The Klosterman Files : Fargo Rock City
I don’t think there’s anyone left on Earth who still sincerely loves glam metal. Even fans of Steel Panther, arguably the last Mohicans of glam, love them ironically because their own existence is ironic. These guys wouldn’t get the time of day from labels (or fans) if they didn’t wear leopard pants and poofed up hair. Steel Panther is so egregiously post-modern that it was probably a gimmick to trick drunk girls into ironic sex to begin with, so that they can fulfill their fantasy of being Mötley Crüe from time to time.
I’m unsure if Chuck Klosterman still earnestly loves glam metal today, but he loved it enough to write Fargo Rock City: A Heavy Metal Odyssey In Rural Nörth Daköta, long after it stopped being cool. In 2020, glam metal is still uncool and well on its way to become a forgotten genre. It is so ancient, the music that was cool when Fargo Rock City was written is now ironically cool. But the writing is still cool and more pertinent than ever. It is the best hope glam metal has of becoming a historical footnote and an oddly efficient reflection of our relationship to cultural constructs at large.
What makes Fargo Rock City such an thoughtful and exciting read is that chapter by chapter, Chuck Klosterman (implicitly) confronts glam metal to one its core elements: sex, drugs, Satan, virtuosity, artificiality, etc. Elements that are not exclusive to rock stars and the reason itself why their music resonate with large audiences. I’ve never really liked any glam bands myself (except for Guns N’ Roses), but they pioneered a relationship to music that was entirely new by eschewing authenticity.

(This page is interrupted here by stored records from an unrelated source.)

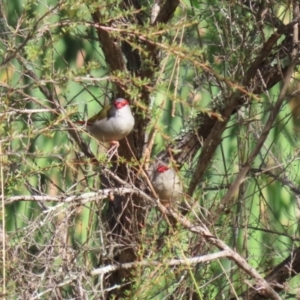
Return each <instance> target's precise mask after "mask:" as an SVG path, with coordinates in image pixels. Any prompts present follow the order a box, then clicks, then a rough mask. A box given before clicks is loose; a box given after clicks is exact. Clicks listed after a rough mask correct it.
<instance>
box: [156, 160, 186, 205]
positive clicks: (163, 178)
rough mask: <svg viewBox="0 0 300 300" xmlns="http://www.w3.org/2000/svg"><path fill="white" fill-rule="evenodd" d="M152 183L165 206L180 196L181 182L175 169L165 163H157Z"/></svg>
mask: <svg viewBox="0 0 300 300" xmlns="http://www.w3.org/2000/svg"><path fill="white" fill-rule="evenodd" d="M152 185H153V188H154V190H155V192H156V193H157V195H158V197H159V199H160V200H161V203H162V204H163V205H165V206H168V205H170V204H171V203H173V202H176V200H178V198H180V197H182V190H183V188H182V184H181V182H180V179H179V177H178V175H177V174H176V171H175V170H174V169H173V168H171V167H168V166H167V165H165V164H162V163H158V164H157V165H156V169H155V170H154V173H153V178H152Z"/></svg>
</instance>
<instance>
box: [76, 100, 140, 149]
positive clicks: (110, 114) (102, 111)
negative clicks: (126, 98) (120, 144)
mask: <svg viewBox="0 0 300 300" xmlns="http://www.w3.org/2000/svg"><path fill="white" fill-rule="evenodd" d="M77 123H80V124H86V128H87V130H88V132H89V133H90V134H91V135H92V136H93V137H94V138H96V139H97V140H98V141H100V142H107V143H110V144H113V145H116V146H117V147H118V146H119V141H120V140H122V139H123V138H124V137H126V136H127V135H128V134H129V133H130V132H131V131H132V129H133V126H134V117H133V115H132V113H131V109H130V106H129V102H128V101H127V100H126V99H124V98H117V99H115V100H114V102H113V104H112V105H109V106H107V107H104V108H103V109H102V110H101V111H100V112H99V113H98V114H96V115H95V116H94V117H92V118H90V119H89V120H88V121H78V122H77Z"/></svg>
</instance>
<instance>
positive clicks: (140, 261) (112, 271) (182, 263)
mask: <svg viewBox="0 0 300 300" xmlns="http://www.w3.org/2000/svg"><path fill="white" fill-rule="evenodd" d="M228 256H230V252H229V251H227V250H224V251H221V252H217V253H212V254H208V255H203V256H198V257H191V258H188V257H186V258H183V259H171V260H168V261H164V262H159V261H154V260H153V261H148V260H142V261H137V262H133V263H124V264H119V265H110V266H105V267H102V268H99V269H95V270H93V271H91V275H92V276H96V275H101V274H107V273H110V272H113V271H116V270H121V269H131V268H133V267H148V266H159V267H163V266H191V265H196V264H199V263H204V262H208V261H212V260H216V259H219V258H222V257H228Z"/></svg>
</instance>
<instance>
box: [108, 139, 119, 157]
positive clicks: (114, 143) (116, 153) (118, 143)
mask: <svg viewBox="0 0 300 300" xmlns="http://www.w3.org/2000/svg"><path fill="white" fill-rule="evenodd" d="M119 146H120V143H119V142H118V141H112V142H110V148H109V149H108V151H107V155H109V158H108V160H109V161H110V160H111V159H112V157H113V156H114V155H115V154H117V158H118V148H119Z"/></svg>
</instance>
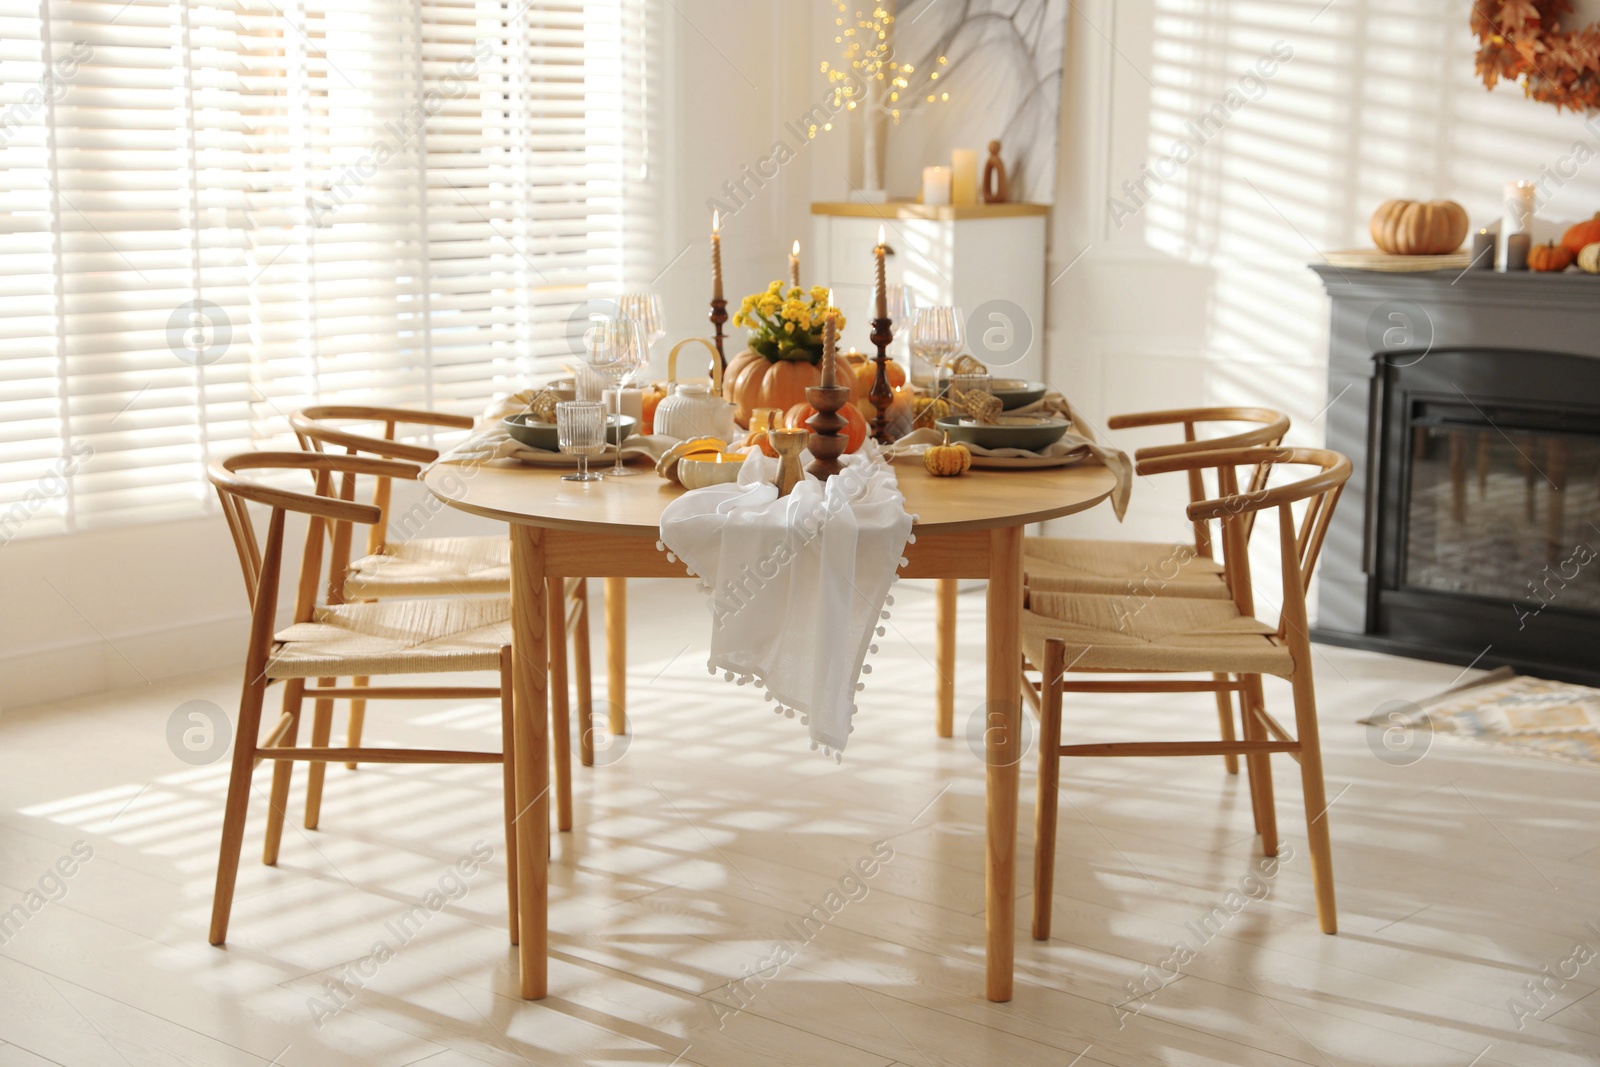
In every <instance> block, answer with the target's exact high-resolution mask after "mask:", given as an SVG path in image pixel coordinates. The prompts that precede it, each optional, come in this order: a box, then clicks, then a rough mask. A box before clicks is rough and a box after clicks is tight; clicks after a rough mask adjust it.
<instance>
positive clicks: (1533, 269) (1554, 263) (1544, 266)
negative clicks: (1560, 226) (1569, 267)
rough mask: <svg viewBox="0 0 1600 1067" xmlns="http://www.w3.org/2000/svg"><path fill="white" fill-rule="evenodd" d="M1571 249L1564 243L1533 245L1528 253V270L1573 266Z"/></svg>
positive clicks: (1572, 252) (1573, 256) (1557, 267)
mask: <svg viewBox="0 0 1600 1067" xmlns="http://www.w3.org/2000/svg"><path fill="white" fill-rule="evenodd" d="M1573 259H1574V256H1573V250H1570V248H1568V246H1566V245H1557V243H1555V242H1550V243H1549V245H1534V248H1533V251H1530V253H1528V270H1566V269H1568V267H1571V266H1573Z"/></svg>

In glam metal, the relationship between musicians and their audience no longer has to be meaningful and visceral. It just had to rock by any means necessary. Lyrics didn’t have to reflect the life of listeners, but create for them an artificial paradigm where they too were rock stars (three to four minutes at a time). Glam was about being somebody else and preferably someone who didn’t have the same shortcomings than your real self. That, you don’t need to like glam metal to understand or appreciate. Wanting temporary respite from your own existence is universal.
The Mötley Crues and Poisons of this world just built a market for it.
Perhaps my favorite chapter in Fargo Rock City explores glam metal’s relationship with fear and drugs and Chuck Klosterman shrewdly chooses pop culture boogeymen Marilyn Manson to make his point. Manson’s music wasn’t glam, but his persona was in every way. In order to appear dangerous, he always picked the themes of his songs quite carefully. Klosterman gives the example of his album Mechanical Animals, where he switched themes from occult to drugs because American fears had secularized in the nineties. He was what parents feared their kids would be.
Of course, he was eventually swallowed the monster he created and replaced by even more secular boogeymen since then (ahem… Kanye West, ahem), but this debate is for another day.
I believe Fargo Rock City is still an important read in 2020 because our relationship to artificiality is sill confused and troublesome. While Vince Neil and Brett Michaels were earnestly artificial, things have become more muddled with social media and particularly Instagram, a platform where you’re supposed to share moments from your real life in the most staged and artificial way possible. It is also a place where we’re supposed to champion “people like us” that inspire us to “live our best life”’, who end up giving an entire generation performance anxiety.
The nature of celebrity has changed since the heyday of glam metal, but not the nature of what they do. That is the one thing they have in common with influencers and your cool friend on Instagram, who gives everybody FOMO. Reading Fargo Rock City puts in perspective what they do and the somber seriousness with which we discuss them. Maybe they don’t deserve to be treated with such fearful reverence. The shallowness of influencers should be mocked and revered in the same way glam metal musicians were, because they are just as constructed.
Before I leave, I went on an angry tirade at the end of the original review because Chuck Klosterman called extreme metal “a subculture with no legs” in Fargo Rock City. I went on a juvenile, chest puffing rant that sounded like: “stick to what you know, bruh”, which is mildly funny in hindsight. I took it very personal that he questioned something I loved but he was only half-wrong. Slayer was filling up arenas twenty years after Mötley Crüe stopped doing so, but there’s nothing about their music that isn’t idiosyncratic. Either you love it for what it is or you don’t get it.
Slayer’s music is only universal to people who already appreciate this type of music (i.e. me)
I highly recommend that you read Fargo Rock City in 2020. It is a book about an almost forgotten musical genre and a problems that is still pervasive in popular culture today: our relationship to image and cultural constructs at large. There are ideas in it that apply to our lives more than ever. It’s even better than what I remembered it to be. It also inspired me to write about my own journey with extreme metal. Would you guys like to hear about the devil’s music?